Bosch stood up and walked to the monitor. He took out a pen and tapped it on the screen.

“You notice that?” he said. “It looks like he’s got the snap on his holster open.”

Randolph and Osani studied the screen. The safety snap was something they obviously hadn’t noticed before.

“Could’ve been that he wanted to be ready if the prisoner made a move,” Osani said. “It’s within regs.”

Neither Bosch nor Randolph responded. Whether it fell within department regulations or not, it was a curiosity that could not be explained, since Olivas was dead.

“You can turn it off, Reg,” Randolph finally said.

“No, can you show it one more time?” Bosch asked. “Just this part at the ladder.”

Randolph nodded to Osani and the tape was backed up and replayed. Bosch tried to use the images on the monitor to build momentum and carry him into his own memory of what happened when Waits got to the top. He remembered looking up and watching Olivas being swung around so that his back was to those below and there was no clear shot at Waits. He now remembered wondering where Kiz was and why she wasn’t reacting.

Then there were shots and Olivas was falling backwards down the ladder toward him. Bosch raised his hands to try to lessen the impact. On the ground with Olivas on top of him he heard more shots and then the yelling.

The yelling. Forgotten in all the adrenaline rush and panic. Waits had come to the precipice and fired down at them. And he had yelled. He called O’Shea a coward for running. But he had said more than just that.

“Run, you coward! How’s your bullshit deal looking now?”

Bosch had forgotten the taunt in the commotion and confusion of the shooting, escape and effort to save Kiz Rider. In the charge of fear that came with those moments.

What did that mean? What was Waits saying by calling the agreement a “bullshit deal”?

“What is it?” Randolph asked.

Bosch looked at him, coming out of his thoughts.

“Nothing. I was just trying to concentrate on what happened during the moments where there’s no tape.”

“It looked like you remembered something.”

“I just remembered how close I came to getting killed like Olivas and Doolan. Olivas landed on me. He ended up shielding me.”

Randolph nodded.

Bosch wanted to get out of there. He wanted to take his discovery-“How’s your bullshit deal looking now?”-and work it. He wanted to grind it down to a powder and analyze it under the microscope.

“Lieutenant, you have anything else for me right now?”

“Not right now.”

“Then I’m going to go. Call me if you need me.”

“You call me when you remember what you can’t remember.”

He gave Bosch a knowing look. Bosch looked away.

“Right.”

Bosch left the OIS office and went out to the elevator lobby. He should have left the building then. But instead he pushed the button to go up.

21

REMEMBERING WHAT WAITS had yelled changed things. To Bosch it meant something had been going on up there in Beachwood Canyon and it was something he’d had no clue about. His first thought now was to retreat and consider everything before making a move. But the appointment at OIS had given him a reason to be in Parker Center and he planned to make the most of it before leaving.

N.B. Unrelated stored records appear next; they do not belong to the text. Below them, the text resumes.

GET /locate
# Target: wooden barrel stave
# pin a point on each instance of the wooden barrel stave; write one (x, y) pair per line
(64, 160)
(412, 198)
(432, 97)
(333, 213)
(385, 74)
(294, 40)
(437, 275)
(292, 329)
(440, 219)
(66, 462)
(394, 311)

He entered room 503, the offices of the Open-Unsolved Unit, and headed toward the alcove where his desk was located. The squad room was almost vacant. He checked the workstation shared by Marcia and Jackson and saw that they were out. Bosch had to walk by the open door of Abel Pratt’s office to get to his own workstation, so he decided to be up-front. He stuck his head in the door and saw his boss ensconced at his desk. He was eating raisins out of a little red box that looked like it was meant for a child. He looked surprised to see Bosch.